Jung, Kang, Hahn, Choi, and Kim: Primary Mucosa-associated Lymphoid Tissue Lymphoma of the Esophagus, Manifesting as a Submucosal Tumor

Abstract

We report a case of primary mucosa-associated lymphoid tissue (MALT) lymphoma in the esophagus that manifested as a large submucosal tumor (SMT). Primary esophageal lymphoma is very rare, occurring in less than 1% of all patients with gastrointestinal lymphoma. Only a few cases of MALT lymphoma in the esophagus have been reported in the English literature. A 53-year-old man was referred to Dongguk University Ilsan Hospital (Goyang, Korea) in July 2012 for further evaluation and treatment of an esophageal SMT. Endoscopy showed a cylindrically elongated submucosal mass with normal overlying mucosa in the mid esophagus, 25–30 cm from the incisor teeth. He underwent surgery to confirm the diagnosis.

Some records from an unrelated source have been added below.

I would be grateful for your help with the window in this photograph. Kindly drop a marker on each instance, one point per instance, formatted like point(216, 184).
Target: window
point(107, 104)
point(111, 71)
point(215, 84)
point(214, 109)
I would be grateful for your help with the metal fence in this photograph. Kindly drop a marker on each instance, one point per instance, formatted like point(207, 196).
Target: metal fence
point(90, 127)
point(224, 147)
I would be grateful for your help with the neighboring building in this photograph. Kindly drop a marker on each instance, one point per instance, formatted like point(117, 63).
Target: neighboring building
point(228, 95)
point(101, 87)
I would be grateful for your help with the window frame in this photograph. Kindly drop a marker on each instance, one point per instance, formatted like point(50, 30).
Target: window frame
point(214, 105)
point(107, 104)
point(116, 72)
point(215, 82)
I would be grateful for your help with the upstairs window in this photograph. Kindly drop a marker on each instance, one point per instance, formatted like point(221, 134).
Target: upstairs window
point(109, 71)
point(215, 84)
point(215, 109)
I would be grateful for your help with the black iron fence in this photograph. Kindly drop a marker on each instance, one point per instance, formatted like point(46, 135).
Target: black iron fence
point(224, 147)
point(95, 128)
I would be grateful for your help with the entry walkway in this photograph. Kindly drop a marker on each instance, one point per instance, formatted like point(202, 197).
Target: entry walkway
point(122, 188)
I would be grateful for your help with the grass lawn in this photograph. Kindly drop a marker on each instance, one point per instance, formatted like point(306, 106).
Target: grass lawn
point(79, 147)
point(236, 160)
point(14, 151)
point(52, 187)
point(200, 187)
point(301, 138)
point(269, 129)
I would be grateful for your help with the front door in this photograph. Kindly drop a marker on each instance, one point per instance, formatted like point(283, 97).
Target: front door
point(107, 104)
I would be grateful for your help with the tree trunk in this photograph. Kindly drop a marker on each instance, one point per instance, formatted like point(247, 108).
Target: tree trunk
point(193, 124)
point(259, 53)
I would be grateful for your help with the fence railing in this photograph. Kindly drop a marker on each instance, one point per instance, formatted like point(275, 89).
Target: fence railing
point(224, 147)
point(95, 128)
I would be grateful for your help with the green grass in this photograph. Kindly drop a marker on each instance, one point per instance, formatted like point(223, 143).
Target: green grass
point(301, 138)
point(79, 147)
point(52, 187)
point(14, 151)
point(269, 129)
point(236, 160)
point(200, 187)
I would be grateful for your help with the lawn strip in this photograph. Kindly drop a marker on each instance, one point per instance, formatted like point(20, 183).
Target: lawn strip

Pathologic findings showed diffuse small atypical lymphoid cells which were stained with Bcl-2, CD20, but not with CD3, CD5, CD23, Bcl-6, or cyclin D1. These cells showed a positive monoclonal band for immunoglobulin heavy chain gene rearrangement. Based on the pathological, immunohistochemical, and molecular biological features, the esophageal mass was diagnosed as extranodal marginal zone B-cell lymphoma of the MALT type.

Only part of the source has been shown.